At Just Security, I have a longer and (thanks to the editors) more polished version of my previous thoughts on the Supreme Court's pending Alien Tort Statute cases: Rethinking the Alien Tort Statute. From the introduction:
This Term’s consolidated cases Nestlé USA v. Doe and Cargill v. Doe show how the Supreme Court has gone wrong in applying the Alien Tort Statute (ATS) and offer a chance for correction. The question – ostensibly – in these cases is whether there is federal jurisdiction over plaintiffs’ claims against the defendant companies for complicity in forced labor in the West African nation of Côte d’Ivoire (Ivory Coast). The answer to that question is obvious: of course there is. Plaintiffs are not U.S. citizens, the defendants are U.S.-incorporated corporations, and the amount in controversy exceeds $75,000. That is sufficient to establish federal jurisdiction under Article III, Section 2 of the Constitution and the alien diversity provision of 28 U.S.C. § 1332(a)(2). (There are some statutory exceptions but none appears to apply here).
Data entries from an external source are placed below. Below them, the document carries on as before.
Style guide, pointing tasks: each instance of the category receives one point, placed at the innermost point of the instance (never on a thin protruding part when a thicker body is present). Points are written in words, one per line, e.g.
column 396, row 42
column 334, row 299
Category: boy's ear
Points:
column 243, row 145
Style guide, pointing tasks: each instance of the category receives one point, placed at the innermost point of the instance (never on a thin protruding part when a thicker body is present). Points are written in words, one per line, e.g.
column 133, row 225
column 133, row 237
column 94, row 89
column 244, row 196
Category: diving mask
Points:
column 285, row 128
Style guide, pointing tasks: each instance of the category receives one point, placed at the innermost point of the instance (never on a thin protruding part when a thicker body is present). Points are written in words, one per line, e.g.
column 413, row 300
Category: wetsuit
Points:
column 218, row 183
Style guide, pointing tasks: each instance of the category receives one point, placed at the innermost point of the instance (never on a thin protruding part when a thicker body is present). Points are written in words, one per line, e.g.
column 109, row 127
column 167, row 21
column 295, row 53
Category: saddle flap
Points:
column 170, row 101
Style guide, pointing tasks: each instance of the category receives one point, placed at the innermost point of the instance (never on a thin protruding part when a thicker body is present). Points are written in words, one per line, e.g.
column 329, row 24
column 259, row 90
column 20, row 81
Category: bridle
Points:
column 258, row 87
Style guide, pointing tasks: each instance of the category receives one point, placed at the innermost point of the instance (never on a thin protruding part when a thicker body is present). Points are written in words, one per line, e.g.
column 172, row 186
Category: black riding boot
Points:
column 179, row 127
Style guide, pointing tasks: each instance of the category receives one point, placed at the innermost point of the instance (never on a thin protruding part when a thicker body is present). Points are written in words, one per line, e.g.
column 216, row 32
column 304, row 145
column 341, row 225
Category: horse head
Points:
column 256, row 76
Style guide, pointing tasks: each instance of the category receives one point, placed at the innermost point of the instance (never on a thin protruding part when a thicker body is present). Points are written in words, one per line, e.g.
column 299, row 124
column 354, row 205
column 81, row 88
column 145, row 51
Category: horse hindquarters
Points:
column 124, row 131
The ATS is thus entirely unnecessary to the jurisdictional question. The complex issues discussed in the briefs – whether the claims are extraterritorial, whether corporations are a subject of international law, whether and in what circumstances international law recognizes aiding and abetting liability, whether the claims promote or interfere with U.S. foreign policy – need not be answered to establish jurisdiction.
The plaintiffs want this to be an ATS case (despite the complexities that raises) not to establish federal jurisdiction, which exists in any event under § 1332, but to establish a favorable federal cause of action. In a normal diversity jurisdiction case, once federal jurisdiction is established, the next question would be what source of law gives the plaintiffs a legal claim. On this question, the diversity jurisdiction statute is irrelevant. It only conveys jurisdiction, and the plaintiffs’ cause of action must be found elsewhere (most likely, in the law of Côte d’Ivoire, the place where the harm occurred).
The ATS should work in the same way. In its 2004 decision in Sosa v. Alvarez-Machain, the Court rightly said that the ATS is only a jurisdictional statute – specifically noting its “strictly jurisdictional nature” – that did not create a statutory cause of action. (Indeed, the Court quoted Professor William Casto’s observation that the contrary idea was “simply frivolous”). That is apparent from the ATS’s plain text (which speaks only of jurisdiction). It’s also apparent from the ATS’s statutory context. The statutory predecessors of the modern ATS and the modern alien diversity statute were both part of the same enactment, the Judiciary Act of 1789 (Section 9 and 11, respectively). By their text, both speak only to jurisdiction; there is no reason to think they were intended or understood to operate differently. And no one has ever thought that the alien diversity statute creates a federal cause of action.
And two key points from later on:
Two questions remain about the ATS, but they are easily answered. First, if it is duplicative of the alien diversity statute, why was it enacted? The answer is that it is not duplicative: unlike the alien diversity statute, it does not have an amount-in-controversy requirement. Thus it served a narrow purpose in the design of the 1789 Judiciary Act: it allowed claims in federal court for torts in violation of international law where the claimed damages were less that the statutory minimum for diversity jurisdiction. (I develop this analysis in more detail here). Its narrow purpose may seem odd today, after it has become the subject of so many modern high-profile cases. But that narrow purpose accounts for its relative obscurity in its first two centuries.
Second, what about ATS cases in which alien diversity jurisdiction is lacking because the plaintiffs and defendants are all aliens? (Unlike modern alien diversity jurisdiction, the ATS on its face does not require a U.S. citizen party). Justice Neil Gorsuch answered this question in his concurrence in Jesner: in the 1789 Judiciary Act, alien diversity jurisdiction also did not require a U.S. citizen party, but in Mossman v. Higginson in 1800, the Court held that because Article III of the Constitution required a U.S.-citizen party, it would read the diversity provision to do so as well (Congress later amended the statute to conform to Mossman). The ATS – also part of the 1789 Judiciary Act – should be treated in the same way.
In conclusion:
In sum, Nestlé/Cargill is about the alleged complicity of U.S. corporations in harms that occurred in Côte d’Ivoire. The claims thus typically should be governed by Côte d’Ivoire law. One way to get to that result is to say that the ATS does not apply to extraterritorial harms even if some incidental conduct occurred in the United States (and that seems to be the Court’s likely path after Kiobel). Plaintiffs could then claim federal jurisdiction under the alien diversity statute instead, with a cause of action under Côte d’Ivoire law. But the better path would be to say that while the ATS may provide jurisdiction even as to extraterritorial claims, it does not provide causes of action and so (in this case) it does not add anything. This is an alien diversity jurisdiction case; the ATS need not have become involved.